Maybe it's the threat of falling down, getting hurt or looking stupid. Maybe it's the Lycra. Women have given former World Champion Katie Lindquist every excuse in the book for believing they can't mountain bike.
Lindquist hears the reasons but doesn't listen because she has taught women of all ages and shapes how to ascend and descend on mountain trails through her women-only clinics and camps during the past two years.
Friday, eight women of various ages, builds and athletic backgrounds registered for one of Lindquist's four-hour courses, interested in learning more about the sport of mountain biking.
Some had never been on a mountain bike. Others had ridden several times but wanted an accomplished professional to provide basic instruction on technique. Every woman wanted to prove to herself that she could climb a mountain -- or at least a steep hill -- and safely come back down.
Every woman was successful, supporting Lind-quist's belief that mountain biking is a sport to be enjoyed by anyone able to ride properly functioning equipment.
"It's so exciting to turn people on to the sport. It's a great feeling," Lindquist said.
Lindquist's clinics run exclusively on Fridays at the Steamboat Ski Area. The cost is $45, which includes instruction and a buffet lunch at the top of the gondola. Additional costs can include renting equipment or obtaining a gondola lift ticket.
The clinics are designed for beginner and intermediate female mountain bikers ages 16 and older. They run through Aug. 29 at the Steamboat Ski Area.
Friday's clinic began with a bike test to ensure that everyone's bike was working properly and seats were adjusted to the correct height. Lindquist then took the clinic participants to the top of the gondola to ride on several steep hills -- at least in the minds of the beginning bikers -- behind Thund-erhead. There, she and assistant Emily McWatters taught the women how to switch gears, when to switch gears and why certain gears are better for certain terrain.
The fundamentals of correct mountain biking seemed fairly obvious once Lindquist explained and demonstrated them Friday morning, but for people unaccustomed to the appropriate body positions on a mountain bike or unfamiliar with the basics, it was valuable instruction.
The women discovered the proper way to ascend a hill by spotting the safest way up and focusing on what was ahead rather than what was directly below them. The women also learned to descend in the correct semi-standing position through sharper turns with loose terrain.
The women even learned the importance of carrying enough water and quick energy sources, especially on a hot day at high altitude, when one of the clinic participants -- me -- hit a wall about midday and had to sit in the shade to avoid throwing up.

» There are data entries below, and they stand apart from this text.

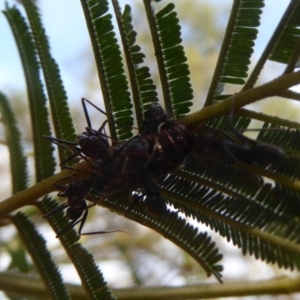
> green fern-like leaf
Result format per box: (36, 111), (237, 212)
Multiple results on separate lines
(4, 6), (55, 181)
(103, 197), (223, 282)
(12, 212), (70, 299)
(23, 0), (76, 161)
(269, 1), (300, 64)
(205, 0), (264, 106)
(144, 1), (193, 117)
(81, 0), (133, 141)
(113, 1), (158, 127)
(0, 92), (28, 193)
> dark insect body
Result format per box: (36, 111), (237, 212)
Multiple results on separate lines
(194, 124), (286, 166)
(46, 98), (110, 165)
(47, 99), (285, 235)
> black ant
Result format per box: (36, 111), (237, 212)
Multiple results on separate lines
(125, 180), (167, 217)
(43, 178), (124, 238)
(194, 123), (286, 166)
(45, 98), (110, 165)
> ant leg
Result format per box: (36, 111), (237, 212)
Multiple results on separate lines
(43, 203), (69, 219)
(124, 192), (144, 217)
(56, 218), (83, 238)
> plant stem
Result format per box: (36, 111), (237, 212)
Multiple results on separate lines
(180, 71), (300, 125)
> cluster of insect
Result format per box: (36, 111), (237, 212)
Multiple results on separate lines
(44, 98), (286, 236)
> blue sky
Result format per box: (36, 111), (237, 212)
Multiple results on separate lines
(0, 0), (289, 100)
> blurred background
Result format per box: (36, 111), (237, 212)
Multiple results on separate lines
(0, 0), (300, 299)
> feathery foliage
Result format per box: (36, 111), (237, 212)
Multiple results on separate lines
(4, 7), (55, 181)
(81, 0), (133, 140)
(0, 93), (28, 194)
(23, 0), (76, 161)
(0, 0), (300, 299)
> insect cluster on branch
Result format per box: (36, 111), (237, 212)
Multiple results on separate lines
(44, 98), (285, 236)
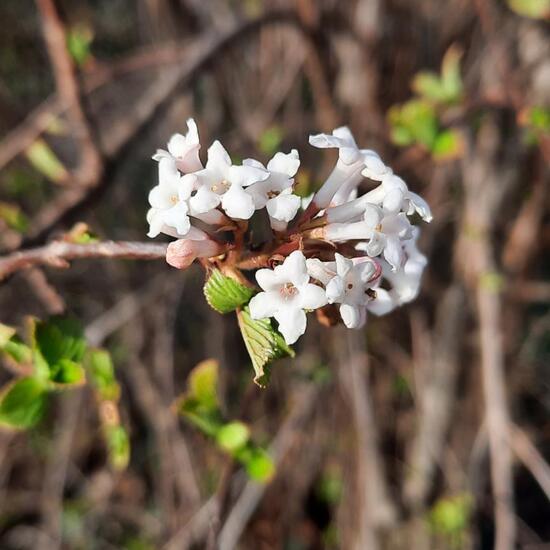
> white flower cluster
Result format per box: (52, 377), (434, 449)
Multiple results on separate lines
(147, 119), (432, 344)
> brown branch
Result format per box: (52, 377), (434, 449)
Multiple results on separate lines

The women-only environment was supportive rather than competitive and encouraging rather than frustrating.
Women simply learn differently than men, Lindquist said. Men will pick things up by following the instructor. Women want demonstrations, explanations and reasons why certain techniques work better than others. Lindquist provides all three.
"When you ride, you know what feels right but you don't necessarily know why," clinic participant Monique Allen said. "I was so excited to participate in this clinic. I'm excited for the opportunity to have an active vacation."
Allen, 26, of Portland, Ore., is in Steamboat visiting her father and stepmother. She was given two weeks notice from her stepmother that they would be participating in the clinic together.
"The people I work with are avid bikers," Allen said. "I live about 10 miles from work so having the option to ride my bike to work would be nice."
Allen had another reason for learning to mountain bike.
She is in the process of losing weight and already has shed 80 pounds this year, but she has plateaued in her weight-loss plan and wanted another form of exercise, a fun one, to help her drop an additional 10 pounds.
Three of the eight women taking part in Lindquist's clinic Friday were from out of town. The remaining five were Steamboat residents.
Elizabeth Hartung has been waiting all summer to take the women-only clinic, but Friday was the first available date that fit into her schedule. After working through several obstacles on a course near the base of Preview on Friday, she felt comfortable and confident on her mountain bike.
"I've gone riding with people trying to teach me, but this was more intense," Hartung said. "I learned a lot. It's not all physical strength. It's mental, too."
Lindquist, a recent winner at the 24 Hours of Vail mountain bike race, also hosts summer camps that run over multiple days and build upon the techniques taught in the clinics.